Using Advertisements to Diagnose Behavioral Market Failure in Payday Lending Markets
46 Pages Posted: 2 Aug 2015 Last revised: 15 Apr 2016
Date Written: August 7, 2015
Payday and auto title loans have caused heated debate among policymakers, academics, and consumer and industry groups across the country. The majority of consumers using these short-term, small-dollar, high-cost loans are lower-income Americans. One side of the debate argues consumers’ use of short-term loans is rational because borrowers need access to credit and lack superior alternatives. The other side argues that lenders are exploiting consumers’ systematically poor decision making.
This Article employs a novel research method to assess which side is right. By focusing attention on the advertisements that payday and title lenders use, it offers new perspectives on whether consumers who take out these loans are acting rationally or myopically. To do so, I offer the first comprehensive empirical study of advertisements for payday and title loans. I report on research I conducted that coded information on advertisements at 189 payday and title lending storefronts and 27 websites. Using the advertisements to diagnose behavioral market failure, I find evidence that firms use advertising to exploit the ways in which payday and title lending customers deviate from the rational actor model.

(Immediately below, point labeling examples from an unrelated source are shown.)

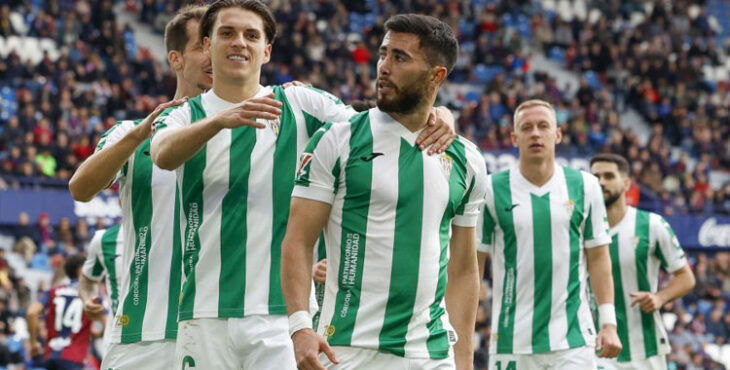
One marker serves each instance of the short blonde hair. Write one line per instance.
(533, 103)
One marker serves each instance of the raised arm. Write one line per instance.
(98, 171)
(173, 146)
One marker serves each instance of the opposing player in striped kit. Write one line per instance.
(641, 243)
(235, 150)
(145, 327)
(103, 259)
(546, 228)
(397, 223)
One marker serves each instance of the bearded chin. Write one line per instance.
(612, 199)
(407, 101)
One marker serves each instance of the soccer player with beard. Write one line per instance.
(546, 228)
(397, 223)
(641, 243)
(145, 324)
(234, 149)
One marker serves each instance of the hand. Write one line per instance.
(289, 84)
(319, 271)
(648, 302)
(607, 342)
(145, 128)
(307, 346)
(36, 349)
(246, 112)
(439, 131)
(94, 309)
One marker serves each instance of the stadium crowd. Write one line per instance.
(58, 110)
(61, 107)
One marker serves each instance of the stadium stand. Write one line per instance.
(668, 61)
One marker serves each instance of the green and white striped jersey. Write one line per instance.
(640, 243)
(103, 259)
(387, 237)
(235, 201)
(537, 237)
(152, 253)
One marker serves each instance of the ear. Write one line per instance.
(175, 59)
(206, 45)
(438, 75)
(627, 182)
(267, 54)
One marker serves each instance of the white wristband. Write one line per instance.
(299, 320)
(606, 314)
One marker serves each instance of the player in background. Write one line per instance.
(392, 215)
(103, 259)
(68, 327)
(545, 226)
(235, 168)
(145, 324)
(641, 243)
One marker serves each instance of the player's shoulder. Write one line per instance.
(656, 220)
(463, 149)
(589, 179)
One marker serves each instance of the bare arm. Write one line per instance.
(683, 280)
(599, 268)
(172, 149)
(98, 171)
(482, 261)
(462, 292)
(34, 311)
(90, 298)
(306, 219)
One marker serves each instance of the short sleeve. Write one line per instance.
(318, 171)
(318, 107)
(93, 268)
(114, 134)
(170, 119)
(668, 250)
(485, 227)
(468, 212)
(595, 230)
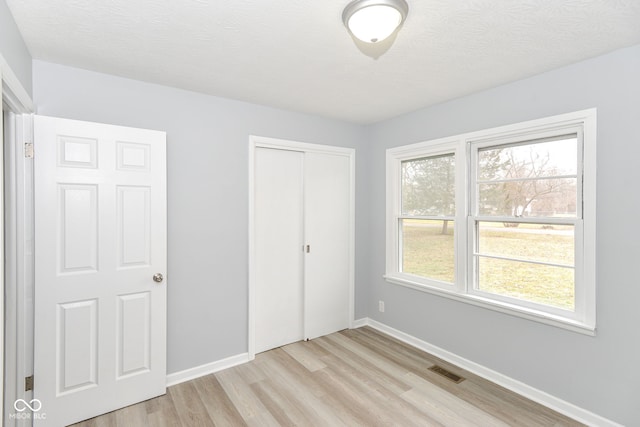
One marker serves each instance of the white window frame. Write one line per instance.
(465, 147)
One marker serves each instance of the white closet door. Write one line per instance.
(327, 232)
(278, 222)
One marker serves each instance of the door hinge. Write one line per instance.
(28, 383)
(28, 150)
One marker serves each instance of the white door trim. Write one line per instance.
(16, 100)
(282, 144)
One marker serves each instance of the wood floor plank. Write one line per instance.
(244, 399)
(304, 355)
(217, 403)
(189, 406)
(294, 380)
(358, 377)
(161, 412)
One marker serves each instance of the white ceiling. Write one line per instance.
(297, 55)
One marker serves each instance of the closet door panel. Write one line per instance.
(327, 232)
(278, 248)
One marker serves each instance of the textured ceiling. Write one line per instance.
(297, 55)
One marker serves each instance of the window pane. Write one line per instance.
(532, 242)
(533, 198)
(428, 186)
(533, 160)
(428, 249)
(553, 286)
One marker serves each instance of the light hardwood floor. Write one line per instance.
(357, 377)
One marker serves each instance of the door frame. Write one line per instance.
(282, 144)
(14, 182)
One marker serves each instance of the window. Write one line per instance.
(502, 218)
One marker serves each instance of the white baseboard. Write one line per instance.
(209, 368)
(552, 402)
(358, 323)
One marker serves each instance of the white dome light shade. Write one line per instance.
(374, 20)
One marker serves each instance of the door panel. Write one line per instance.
(100, 222)
(278, 248)
(327, 267)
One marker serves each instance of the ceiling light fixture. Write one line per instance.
(374, 20)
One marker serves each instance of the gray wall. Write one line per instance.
(601, 373)
(13, 48)
(207, 173)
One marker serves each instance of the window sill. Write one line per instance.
(513, 310)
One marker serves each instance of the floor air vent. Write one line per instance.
(447, 374)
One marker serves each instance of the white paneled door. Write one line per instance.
(100, 291)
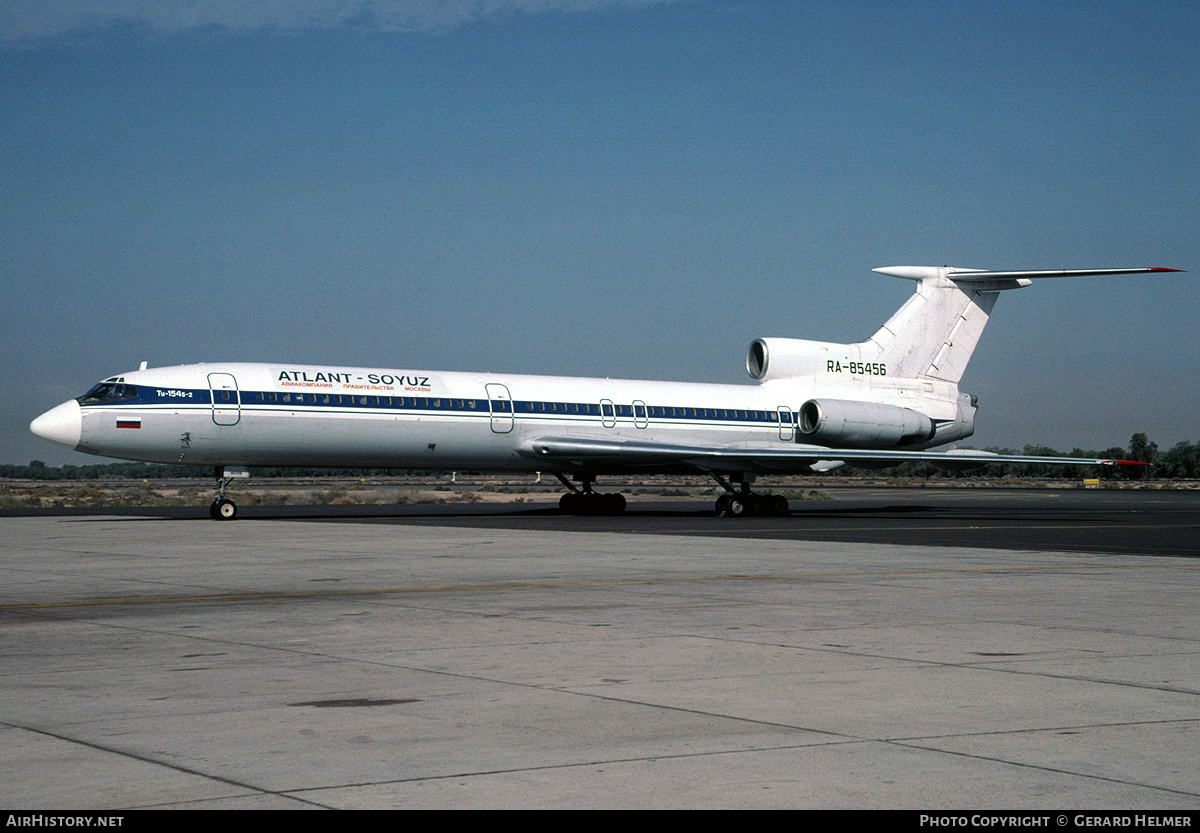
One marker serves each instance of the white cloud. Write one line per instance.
(28, 21)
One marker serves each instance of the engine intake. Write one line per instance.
(863, 424)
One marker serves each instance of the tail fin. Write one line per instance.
(935, 333)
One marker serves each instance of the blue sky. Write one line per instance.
(588, 187)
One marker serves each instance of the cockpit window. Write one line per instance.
(108, 391)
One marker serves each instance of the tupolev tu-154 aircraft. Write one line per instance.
(814, 406)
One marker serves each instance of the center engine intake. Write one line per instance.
(863, 424)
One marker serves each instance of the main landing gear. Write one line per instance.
(222, 509)
(744, 503)
(587, 502)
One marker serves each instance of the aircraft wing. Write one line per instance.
(634, 455)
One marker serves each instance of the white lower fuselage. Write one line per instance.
(257, 414)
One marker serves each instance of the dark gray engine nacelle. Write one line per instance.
(863, 424)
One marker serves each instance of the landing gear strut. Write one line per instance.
(587, 502)
(744, 503)
(222, 509)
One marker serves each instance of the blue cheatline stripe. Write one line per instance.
(255, 400)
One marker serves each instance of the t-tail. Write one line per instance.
(930, 337)
(899, 388)
(935, 333)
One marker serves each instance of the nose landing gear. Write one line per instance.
(222, 508)
(744, 503)
(587, 502)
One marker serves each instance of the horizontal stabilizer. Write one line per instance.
(969, 275)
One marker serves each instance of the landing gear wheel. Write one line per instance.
(592, 503)
(223, 510)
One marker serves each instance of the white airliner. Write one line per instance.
(815, 406)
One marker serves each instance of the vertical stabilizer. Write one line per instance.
(935, 333)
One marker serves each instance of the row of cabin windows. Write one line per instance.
(503, 406)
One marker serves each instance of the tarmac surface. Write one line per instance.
(888, 648)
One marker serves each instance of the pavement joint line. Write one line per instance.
(599, 582)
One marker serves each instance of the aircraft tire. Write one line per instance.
(613, 504)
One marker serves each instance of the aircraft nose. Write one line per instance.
(61, 425)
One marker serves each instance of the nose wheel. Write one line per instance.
(222, 508)
(586, 502)
(744, 503)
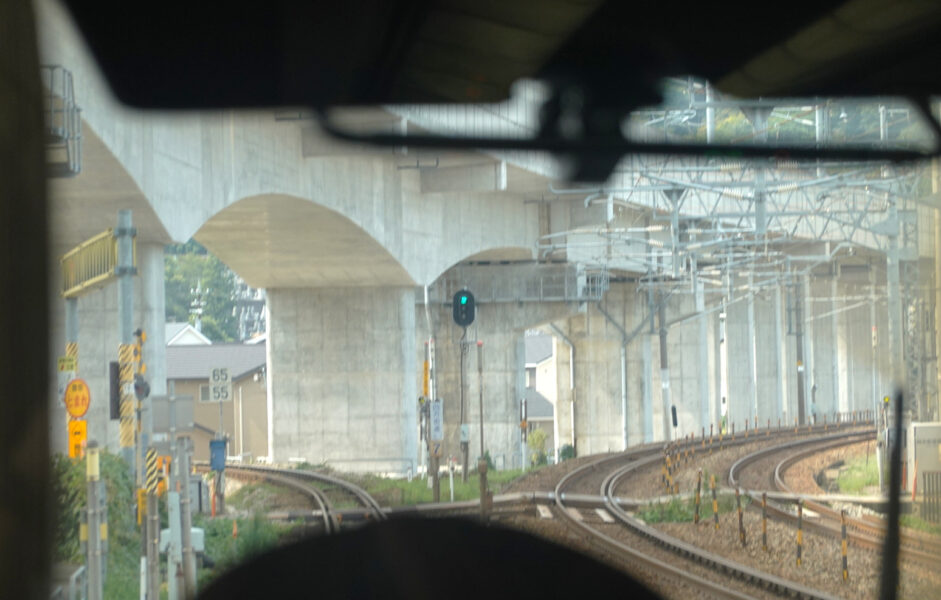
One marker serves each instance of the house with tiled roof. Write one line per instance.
(244, 418)
(184, 334)
(541, 385)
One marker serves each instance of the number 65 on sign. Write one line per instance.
(220, 385)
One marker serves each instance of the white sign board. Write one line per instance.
(437, 421)
(220, 385)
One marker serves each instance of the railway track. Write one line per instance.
(302, 481)
(642, 548)
(861, 532)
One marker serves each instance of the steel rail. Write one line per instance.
(864, 533)
(361, 495)
(611, 545)
(330, 523)
(741, 572)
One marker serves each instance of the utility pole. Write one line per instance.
(94, 558)
(664, 371)
(465, 443)
(482, 461)
(189, 558)
(797, 328)
(125, 234)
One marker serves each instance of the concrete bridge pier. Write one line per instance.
(501, 327)
(341, 367)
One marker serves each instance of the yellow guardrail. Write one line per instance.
(91, 263)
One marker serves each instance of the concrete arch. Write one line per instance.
(490, 255)
(283, 241)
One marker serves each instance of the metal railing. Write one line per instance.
(63, 122)
(91, 263)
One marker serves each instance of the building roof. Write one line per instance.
(538, 348)
(184, 334)
(195, 362)
(537, 406)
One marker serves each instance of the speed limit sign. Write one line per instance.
(220, 385)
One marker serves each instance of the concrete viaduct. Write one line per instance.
(346, 240)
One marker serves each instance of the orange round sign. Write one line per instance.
(77, 398)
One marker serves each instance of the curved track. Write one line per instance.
(863, 533)
(640, 552)
(301, 481)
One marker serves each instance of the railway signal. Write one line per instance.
(463, 308)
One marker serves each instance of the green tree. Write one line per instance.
(190, 267)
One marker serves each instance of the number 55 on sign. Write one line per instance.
(220, 385)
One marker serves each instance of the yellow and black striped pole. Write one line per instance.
(715, 501)
(846, 572)
(126, 361)
(738, 507)
(153, 474)
(800, 529)
(764, 521)
(152, 528)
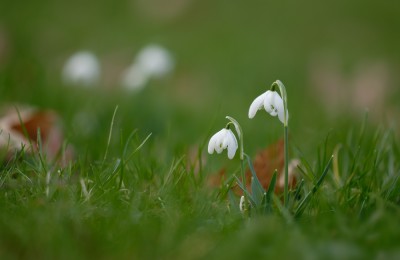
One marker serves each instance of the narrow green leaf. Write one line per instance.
(305, 201)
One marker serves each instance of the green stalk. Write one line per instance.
(282, 90)
(286, 159)
(239, 132)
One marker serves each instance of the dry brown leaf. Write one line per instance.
(19, 128)
(265, 163)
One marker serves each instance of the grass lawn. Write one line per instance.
(134, 188)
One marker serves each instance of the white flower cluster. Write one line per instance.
(153, 61)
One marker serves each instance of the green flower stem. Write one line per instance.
(239, 132)
(286, 158)
(282, 90)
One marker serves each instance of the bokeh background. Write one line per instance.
(336, 58)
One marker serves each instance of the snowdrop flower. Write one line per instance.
(82, 68)
(153, 61)
(241, 204)
(224, 139)
(271, 102)
(134, 77)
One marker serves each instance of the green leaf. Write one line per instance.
(257, 189)
(305, 201)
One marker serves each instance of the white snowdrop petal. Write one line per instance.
(82, 68)
(277, 102)
(268, 102)
(256, 105)
(211, 144)
(241, 204)
(232, 146)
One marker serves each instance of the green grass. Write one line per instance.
(163, 209)
(140, 196)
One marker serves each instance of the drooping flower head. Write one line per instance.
(224, 139)
(271, 102)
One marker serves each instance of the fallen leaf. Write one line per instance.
(20, 126)
(265, 163)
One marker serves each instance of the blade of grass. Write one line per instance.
(304, 202)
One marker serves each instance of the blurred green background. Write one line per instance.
(336, 58)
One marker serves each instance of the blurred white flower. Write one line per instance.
(134, 77)
(153, 61)
(224, 139)
(82, 68)
(271, 102)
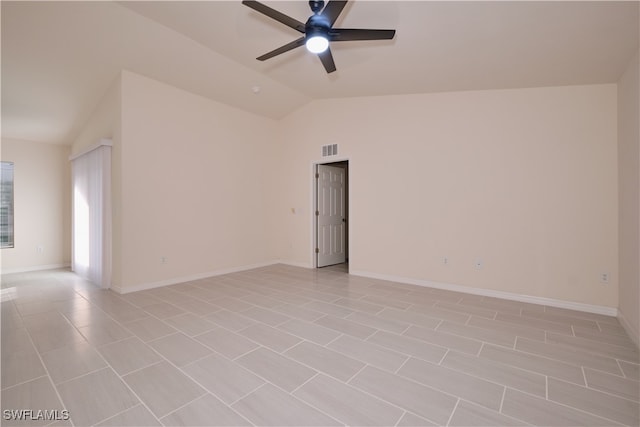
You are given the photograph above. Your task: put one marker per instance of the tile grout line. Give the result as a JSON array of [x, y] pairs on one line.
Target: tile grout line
[[55, 389], [504, 394], [453, 412], [545, 340], [24, 382], [401, 417]]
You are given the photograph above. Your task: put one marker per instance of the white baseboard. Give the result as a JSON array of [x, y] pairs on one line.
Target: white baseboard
[[295, 264], [589, 308], [35, 268], [631, 330], [176, 280]]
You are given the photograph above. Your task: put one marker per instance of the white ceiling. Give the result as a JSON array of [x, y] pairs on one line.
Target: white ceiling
[[59, 58]]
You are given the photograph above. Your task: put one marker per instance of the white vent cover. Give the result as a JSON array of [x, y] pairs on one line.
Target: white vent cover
[[329, 150]]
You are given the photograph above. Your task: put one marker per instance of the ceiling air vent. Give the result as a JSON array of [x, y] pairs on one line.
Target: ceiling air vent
[[330, 150]]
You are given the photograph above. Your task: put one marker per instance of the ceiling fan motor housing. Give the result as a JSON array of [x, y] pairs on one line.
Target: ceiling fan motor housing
[[317, 25], [316, 6]]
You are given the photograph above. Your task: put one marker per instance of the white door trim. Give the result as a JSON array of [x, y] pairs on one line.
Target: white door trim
[[313, 260]]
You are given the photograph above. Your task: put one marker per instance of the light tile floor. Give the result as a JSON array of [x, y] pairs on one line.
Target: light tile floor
[[282, 345]]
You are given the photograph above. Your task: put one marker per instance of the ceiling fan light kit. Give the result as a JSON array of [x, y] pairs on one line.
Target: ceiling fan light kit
[[318, 31]]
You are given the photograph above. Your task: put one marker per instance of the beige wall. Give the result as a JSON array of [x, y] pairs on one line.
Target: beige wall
[[41, 206], [197, 177], [525, 180], [105, 122], [629, 180]]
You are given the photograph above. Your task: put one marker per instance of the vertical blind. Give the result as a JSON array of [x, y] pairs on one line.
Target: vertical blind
[[91, 178], [6, 205]]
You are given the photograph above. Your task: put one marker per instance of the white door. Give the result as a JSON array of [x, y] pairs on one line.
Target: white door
[[331, 215]]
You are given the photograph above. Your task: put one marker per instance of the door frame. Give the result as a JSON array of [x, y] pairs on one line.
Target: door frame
[[314, 206]]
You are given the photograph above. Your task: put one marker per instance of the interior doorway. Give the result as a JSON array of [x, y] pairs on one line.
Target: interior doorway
[[331, 214]]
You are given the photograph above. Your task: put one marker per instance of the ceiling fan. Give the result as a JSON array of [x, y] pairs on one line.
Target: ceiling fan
[[318, 30]]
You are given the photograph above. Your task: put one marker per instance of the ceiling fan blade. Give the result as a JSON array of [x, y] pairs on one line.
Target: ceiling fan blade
[[347, 34], [274, 14], [327, 60], [282, 49], [332, 10]]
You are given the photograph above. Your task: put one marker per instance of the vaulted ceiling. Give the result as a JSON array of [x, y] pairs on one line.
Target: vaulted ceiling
[[59, 58]]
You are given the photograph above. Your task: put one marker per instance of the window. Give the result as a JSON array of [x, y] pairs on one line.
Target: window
[[6, 205]]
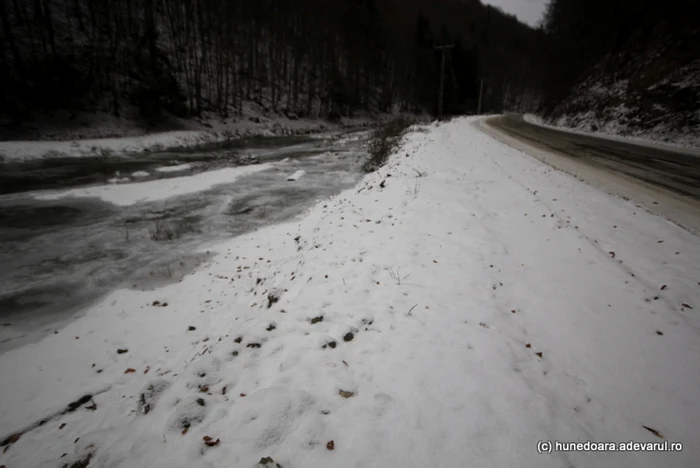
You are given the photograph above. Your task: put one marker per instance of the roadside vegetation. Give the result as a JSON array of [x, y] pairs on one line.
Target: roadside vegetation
[[384, 141]]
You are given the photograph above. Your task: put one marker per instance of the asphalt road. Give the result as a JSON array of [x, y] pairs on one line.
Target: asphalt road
[[676, 171]]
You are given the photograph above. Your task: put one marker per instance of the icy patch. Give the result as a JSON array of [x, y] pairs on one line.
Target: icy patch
[[154, 190], [296, 176]]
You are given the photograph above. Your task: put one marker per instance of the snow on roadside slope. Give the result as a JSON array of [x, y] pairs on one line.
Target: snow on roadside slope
[[402, 320], [650, 141], [153, 190]]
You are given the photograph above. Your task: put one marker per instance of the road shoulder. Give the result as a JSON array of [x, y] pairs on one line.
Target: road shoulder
[[681, 210]]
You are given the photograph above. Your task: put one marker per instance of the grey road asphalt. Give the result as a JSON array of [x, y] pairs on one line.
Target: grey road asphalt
[[676, 171]]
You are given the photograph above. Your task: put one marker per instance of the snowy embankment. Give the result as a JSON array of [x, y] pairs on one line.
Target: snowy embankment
[[216, 131], [453, 309], [125, 194]]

A rich description and analysis of the content of payday and title lending advertising enable us to assess new proposed regulations for payday and title lending introduced by the Consumer Financial Protection Bureau (“CFPB”) in March 2015. In addition to critiquing the proposed regulations, I offer a policy suggestion aimed at facilitating meaningful price competition in payday and title lending markets in hope of fixing an important behavioral market failure.